Eramuslim – Tidak bisa dibantah bahwa wajah Islam yang tidak menguntungkan sejauh ini sebagiannya merupakan cermin dari perilaku dan kondisi pemeluknya.
Jamaluddin al-Afghani pernah menyampaikan ucapannya yang terkenal bahwa “al-Islam mahjubun bil muslimin” (agama Islam terselubung oleh perilaku Muslim sendiri).
Bagi pengamat luar yang awam, cara paling mudah untuk menilai suatu keyakinan atau ideologi sehingga terbentuk sebuah citra tertentu adalah dengan memperhatikan perilaku dan kondisi pemeluknya. Padahal citra adalah persepsi tentang kebenaran yang belum tentu merepresentasikan kebenaran itu sendiri.

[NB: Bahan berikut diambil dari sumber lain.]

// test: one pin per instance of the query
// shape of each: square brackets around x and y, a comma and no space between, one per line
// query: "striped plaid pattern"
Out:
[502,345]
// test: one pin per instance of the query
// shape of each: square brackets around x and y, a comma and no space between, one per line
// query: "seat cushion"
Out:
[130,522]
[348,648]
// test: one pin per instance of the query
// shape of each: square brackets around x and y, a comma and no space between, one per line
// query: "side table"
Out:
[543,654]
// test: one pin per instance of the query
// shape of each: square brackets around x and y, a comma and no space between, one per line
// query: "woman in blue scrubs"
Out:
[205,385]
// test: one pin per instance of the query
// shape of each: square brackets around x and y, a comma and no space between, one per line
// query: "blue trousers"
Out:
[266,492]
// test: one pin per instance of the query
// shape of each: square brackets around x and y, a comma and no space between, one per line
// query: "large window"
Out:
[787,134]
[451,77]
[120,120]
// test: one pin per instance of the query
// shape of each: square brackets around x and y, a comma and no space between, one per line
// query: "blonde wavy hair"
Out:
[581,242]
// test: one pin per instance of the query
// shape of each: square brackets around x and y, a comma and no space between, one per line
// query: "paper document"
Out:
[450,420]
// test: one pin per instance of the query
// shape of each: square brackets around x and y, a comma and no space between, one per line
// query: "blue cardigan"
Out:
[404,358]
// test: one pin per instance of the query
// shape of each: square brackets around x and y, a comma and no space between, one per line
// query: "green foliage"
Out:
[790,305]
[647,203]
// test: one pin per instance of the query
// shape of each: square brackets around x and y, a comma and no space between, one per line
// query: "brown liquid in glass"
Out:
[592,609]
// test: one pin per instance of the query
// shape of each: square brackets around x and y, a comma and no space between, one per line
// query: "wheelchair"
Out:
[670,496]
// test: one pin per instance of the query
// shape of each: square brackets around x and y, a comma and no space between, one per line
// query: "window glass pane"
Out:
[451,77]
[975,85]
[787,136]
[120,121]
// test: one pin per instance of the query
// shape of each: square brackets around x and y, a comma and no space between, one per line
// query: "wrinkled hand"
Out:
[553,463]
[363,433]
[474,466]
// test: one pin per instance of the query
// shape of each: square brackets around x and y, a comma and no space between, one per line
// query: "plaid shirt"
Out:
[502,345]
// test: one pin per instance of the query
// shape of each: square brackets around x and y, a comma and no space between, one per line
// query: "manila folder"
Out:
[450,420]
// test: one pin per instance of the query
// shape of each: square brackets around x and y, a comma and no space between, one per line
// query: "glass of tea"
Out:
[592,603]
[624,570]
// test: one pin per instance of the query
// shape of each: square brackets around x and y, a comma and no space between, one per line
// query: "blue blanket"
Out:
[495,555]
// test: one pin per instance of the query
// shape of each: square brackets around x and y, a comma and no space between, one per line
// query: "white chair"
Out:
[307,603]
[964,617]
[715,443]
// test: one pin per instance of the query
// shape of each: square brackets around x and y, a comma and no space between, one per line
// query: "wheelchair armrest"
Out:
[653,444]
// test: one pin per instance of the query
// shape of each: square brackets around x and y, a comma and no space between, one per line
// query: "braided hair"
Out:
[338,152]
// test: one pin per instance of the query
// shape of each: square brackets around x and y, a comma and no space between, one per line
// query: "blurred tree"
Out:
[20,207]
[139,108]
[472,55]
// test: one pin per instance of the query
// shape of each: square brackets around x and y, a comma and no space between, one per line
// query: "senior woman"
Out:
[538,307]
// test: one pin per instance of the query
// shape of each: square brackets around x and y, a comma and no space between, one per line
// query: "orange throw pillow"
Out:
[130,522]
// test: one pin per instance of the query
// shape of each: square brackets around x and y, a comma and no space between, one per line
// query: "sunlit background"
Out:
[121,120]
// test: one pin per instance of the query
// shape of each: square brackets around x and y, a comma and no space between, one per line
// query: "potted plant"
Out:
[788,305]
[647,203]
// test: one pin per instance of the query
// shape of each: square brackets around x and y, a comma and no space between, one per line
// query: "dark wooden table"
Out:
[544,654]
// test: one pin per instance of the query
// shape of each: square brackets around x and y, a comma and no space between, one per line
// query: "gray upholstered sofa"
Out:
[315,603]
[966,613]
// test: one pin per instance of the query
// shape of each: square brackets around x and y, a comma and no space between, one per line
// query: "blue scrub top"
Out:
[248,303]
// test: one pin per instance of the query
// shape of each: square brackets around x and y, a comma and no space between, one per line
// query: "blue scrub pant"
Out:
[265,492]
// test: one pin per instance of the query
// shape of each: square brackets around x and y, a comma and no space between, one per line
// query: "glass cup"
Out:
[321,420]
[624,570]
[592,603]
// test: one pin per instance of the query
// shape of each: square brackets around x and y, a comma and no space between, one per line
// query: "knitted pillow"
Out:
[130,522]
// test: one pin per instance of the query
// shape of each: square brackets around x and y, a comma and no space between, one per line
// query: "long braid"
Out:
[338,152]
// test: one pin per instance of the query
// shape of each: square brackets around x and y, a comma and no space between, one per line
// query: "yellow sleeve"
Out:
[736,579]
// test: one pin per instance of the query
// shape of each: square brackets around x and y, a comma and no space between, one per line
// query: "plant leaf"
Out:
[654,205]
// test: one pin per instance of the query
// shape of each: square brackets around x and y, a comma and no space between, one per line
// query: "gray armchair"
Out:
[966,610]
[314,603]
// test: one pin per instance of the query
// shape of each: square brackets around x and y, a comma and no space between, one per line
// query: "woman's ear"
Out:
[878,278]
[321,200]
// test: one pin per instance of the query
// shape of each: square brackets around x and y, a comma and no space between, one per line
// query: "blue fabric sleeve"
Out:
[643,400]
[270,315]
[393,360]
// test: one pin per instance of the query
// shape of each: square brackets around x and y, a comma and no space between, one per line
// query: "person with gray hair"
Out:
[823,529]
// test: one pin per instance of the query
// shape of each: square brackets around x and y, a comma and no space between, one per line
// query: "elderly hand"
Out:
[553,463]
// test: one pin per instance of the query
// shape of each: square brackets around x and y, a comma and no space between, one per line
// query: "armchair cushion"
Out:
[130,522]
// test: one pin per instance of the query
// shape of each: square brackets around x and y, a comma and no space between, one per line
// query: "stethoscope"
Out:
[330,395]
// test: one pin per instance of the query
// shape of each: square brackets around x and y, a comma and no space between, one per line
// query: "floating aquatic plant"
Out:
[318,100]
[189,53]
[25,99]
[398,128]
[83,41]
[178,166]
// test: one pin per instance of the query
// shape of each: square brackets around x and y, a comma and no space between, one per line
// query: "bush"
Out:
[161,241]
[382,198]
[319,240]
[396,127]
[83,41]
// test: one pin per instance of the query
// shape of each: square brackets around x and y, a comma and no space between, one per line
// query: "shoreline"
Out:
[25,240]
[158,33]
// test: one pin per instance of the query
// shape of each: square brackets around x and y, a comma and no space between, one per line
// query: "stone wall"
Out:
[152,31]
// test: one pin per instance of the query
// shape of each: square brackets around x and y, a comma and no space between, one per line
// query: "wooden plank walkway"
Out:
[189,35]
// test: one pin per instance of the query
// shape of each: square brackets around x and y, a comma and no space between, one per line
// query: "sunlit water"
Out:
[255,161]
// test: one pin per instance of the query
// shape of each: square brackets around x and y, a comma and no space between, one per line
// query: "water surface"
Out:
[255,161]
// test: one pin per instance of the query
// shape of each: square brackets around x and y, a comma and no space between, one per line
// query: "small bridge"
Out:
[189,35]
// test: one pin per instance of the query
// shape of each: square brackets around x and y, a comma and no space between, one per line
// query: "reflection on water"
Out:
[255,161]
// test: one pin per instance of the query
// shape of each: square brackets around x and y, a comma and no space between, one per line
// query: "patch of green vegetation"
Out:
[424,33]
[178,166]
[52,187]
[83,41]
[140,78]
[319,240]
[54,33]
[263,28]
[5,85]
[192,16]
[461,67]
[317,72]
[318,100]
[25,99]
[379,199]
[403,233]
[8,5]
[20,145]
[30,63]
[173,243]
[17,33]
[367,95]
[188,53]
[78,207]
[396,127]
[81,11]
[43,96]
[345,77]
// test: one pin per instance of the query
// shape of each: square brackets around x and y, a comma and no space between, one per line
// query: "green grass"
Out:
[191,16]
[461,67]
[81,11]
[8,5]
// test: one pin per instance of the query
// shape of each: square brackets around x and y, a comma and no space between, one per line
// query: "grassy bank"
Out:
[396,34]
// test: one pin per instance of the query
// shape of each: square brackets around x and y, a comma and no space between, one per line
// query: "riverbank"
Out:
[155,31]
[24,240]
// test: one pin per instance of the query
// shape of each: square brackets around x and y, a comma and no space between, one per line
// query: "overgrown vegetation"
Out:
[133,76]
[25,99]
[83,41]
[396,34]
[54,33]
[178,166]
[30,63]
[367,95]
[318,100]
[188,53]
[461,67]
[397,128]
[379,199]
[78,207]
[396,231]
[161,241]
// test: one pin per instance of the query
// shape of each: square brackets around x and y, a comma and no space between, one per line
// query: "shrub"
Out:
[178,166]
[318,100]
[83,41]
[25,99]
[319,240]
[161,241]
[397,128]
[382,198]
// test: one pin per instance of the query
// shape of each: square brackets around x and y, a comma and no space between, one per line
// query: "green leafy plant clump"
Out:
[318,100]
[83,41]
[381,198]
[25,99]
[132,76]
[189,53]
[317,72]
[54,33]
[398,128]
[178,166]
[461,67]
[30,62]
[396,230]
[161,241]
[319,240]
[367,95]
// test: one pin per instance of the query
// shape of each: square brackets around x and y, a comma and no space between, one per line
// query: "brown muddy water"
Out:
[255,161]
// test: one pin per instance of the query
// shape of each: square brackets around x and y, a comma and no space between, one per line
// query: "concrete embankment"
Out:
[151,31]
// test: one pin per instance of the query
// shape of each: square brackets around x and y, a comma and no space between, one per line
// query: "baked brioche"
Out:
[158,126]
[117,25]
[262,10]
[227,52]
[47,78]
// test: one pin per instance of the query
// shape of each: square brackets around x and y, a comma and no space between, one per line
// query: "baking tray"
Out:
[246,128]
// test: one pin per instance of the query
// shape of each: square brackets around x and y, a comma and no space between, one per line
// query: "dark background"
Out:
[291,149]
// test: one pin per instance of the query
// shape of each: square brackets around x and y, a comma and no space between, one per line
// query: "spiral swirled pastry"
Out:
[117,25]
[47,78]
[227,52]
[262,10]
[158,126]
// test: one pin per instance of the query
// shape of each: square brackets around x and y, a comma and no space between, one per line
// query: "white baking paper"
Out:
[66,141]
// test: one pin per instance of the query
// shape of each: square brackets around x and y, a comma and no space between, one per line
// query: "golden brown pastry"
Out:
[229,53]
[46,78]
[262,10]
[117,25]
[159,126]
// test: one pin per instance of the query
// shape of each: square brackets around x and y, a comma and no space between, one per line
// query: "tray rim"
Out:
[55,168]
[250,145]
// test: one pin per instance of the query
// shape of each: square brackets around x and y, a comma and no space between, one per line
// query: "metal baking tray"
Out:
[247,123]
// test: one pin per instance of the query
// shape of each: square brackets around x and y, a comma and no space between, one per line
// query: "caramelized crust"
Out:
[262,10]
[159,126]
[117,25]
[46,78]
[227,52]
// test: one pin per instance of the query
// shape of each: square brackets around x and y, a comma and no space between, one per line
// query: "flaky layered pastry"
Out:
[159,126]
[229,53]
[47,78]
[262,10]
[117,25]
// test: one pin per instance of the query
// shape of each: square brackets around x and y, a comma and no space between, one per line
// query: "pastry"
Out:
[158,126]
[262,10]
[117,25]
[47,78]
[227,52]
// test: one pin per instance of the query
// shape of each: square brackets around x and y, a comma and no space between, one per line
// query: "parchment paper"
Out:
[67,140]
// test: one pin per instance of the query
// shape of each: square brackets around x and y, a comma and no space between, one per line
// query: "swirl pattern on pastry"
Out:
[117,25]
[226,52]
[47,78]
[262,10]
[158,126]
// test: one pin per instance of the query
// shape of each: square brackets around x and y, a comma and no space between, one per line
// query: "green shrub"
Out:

Namun dunia Islam saat ini, karena alasan-alasan historis pada beberapa abad terakhir yang bisa dimaklumi, memang banyak memberikan kesan negatif yang ada dalam benak non Muslim, seperti otoriter dan antidemokrasi, rendahnya martabat wanita, anti-Barat dan kemajuan, kecenderungan pada kekerasan, korup, serta miskin, dan terbelakang.
Di luar Indonesia, Bangladesh dan mungkin Iran dan Turki, tidak satu pun negara Islam atau yang berpenduduk mayoritas Muslim di Timur Tengah, Afrika, dan Asia Tengah yang mempraktikkan demokrasi.
Negara-negara itu dikendalikan oleh monarki absolut, atau diktator militer, atau presiden seumur hidup, atau rezim psudo-demokrasi ala Soeharto dan Sukarno. Penguasa otoriter yang opresif terhadap rakyatnya sendiri itu telah menciptakan citra negatif di kalangan masyarakat Barat dan sekaligus menguntungkan Israel yang selalu digambarkan sebagai satu-satunya demokrasi di Timur Tengah.
Padahal Islam jelas menentang penguasa otoriter dan dinasti turun temurun. Ironisnya, negeri Muslim yang otoriter itu sebagian besar menjalin hubungan baik dengan Barat dan bahkan kelangsungan rezimnya sangat bergantung kepada perlindungan Barat.